Looking back, Steele can’t believe how low he sank. He is proud of his years as a local businessman and the relationships he and his wife built in Lebanon.
“I know a lot of people around town,” he said.
For Fell-Carlson, it is a reminder that any of us might find ourselves in a place where we need help.
“I think that just goes to show … it can happen to anyone,” she said.
Fell-Carlson wants to train other nurses to provide this same kind of assistance in their congregations. There used to be a thriving community of faith community nurses in the mid-valley, but it withered about 20 years ago. She is trying to bring it back.
After retiring, she took the basic course in faith community nursing in 2017. Over the next two years, she took more courses and is now certified as an instructor. She teaches a course in faith community nursing through the Linn-Benton Community College extended learning program.
Sixteen students took the last class, which ended in November. Eight of the students were from the mid-valley, seven were from the Pacific Northwest and one took part in the Zoom class from North Carolina. LBCC is the only institution in Oregon which offers the course, Fell-Carlson said, adding that faith community nursing is recognized by the American Nurses Association as a practice specialty.
These nurses can:
- Offer blood pressure screening.
- Run health promotion campaigns.
- Oversee transitional care as patients return home following a hospitalization.
- Attend appointments.
- Connect people with community support.
“The research has shown time and time again that men especially tend not to use health care as readily as women do, but they will talk to a nurse.
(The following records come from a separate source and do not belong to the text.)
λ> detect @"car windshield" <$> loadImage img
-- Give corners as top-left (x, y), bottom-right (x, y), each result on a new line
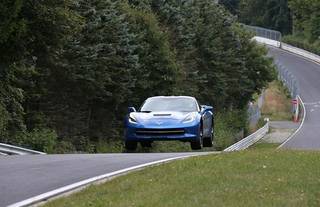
top-left (140, 97), bottom-right (198, 112)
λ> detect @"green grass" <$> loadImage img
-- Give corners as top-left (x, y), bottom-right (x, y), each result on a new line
top-left (45, 148), bottom-right (320, 207)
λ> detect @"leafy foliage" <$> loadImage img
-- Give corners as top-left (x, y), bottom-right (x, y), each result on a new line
top-left (0, 0), bottom-right (274, 153)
And they will especially talk to a nurse that they have known and trust,” Fell-Carlson said. “The nurse is trusted and the nurse is accessible. You can ask a simple question.”
That assistance is exactly what Steele needed.
“It’s a miracle,” Steele said, describing Fell-Carlson as “concerned, caring, seriously caring. Stepping in and actually doing something about it and not just talk. If there’s a problem, she’s right there to take care of it.”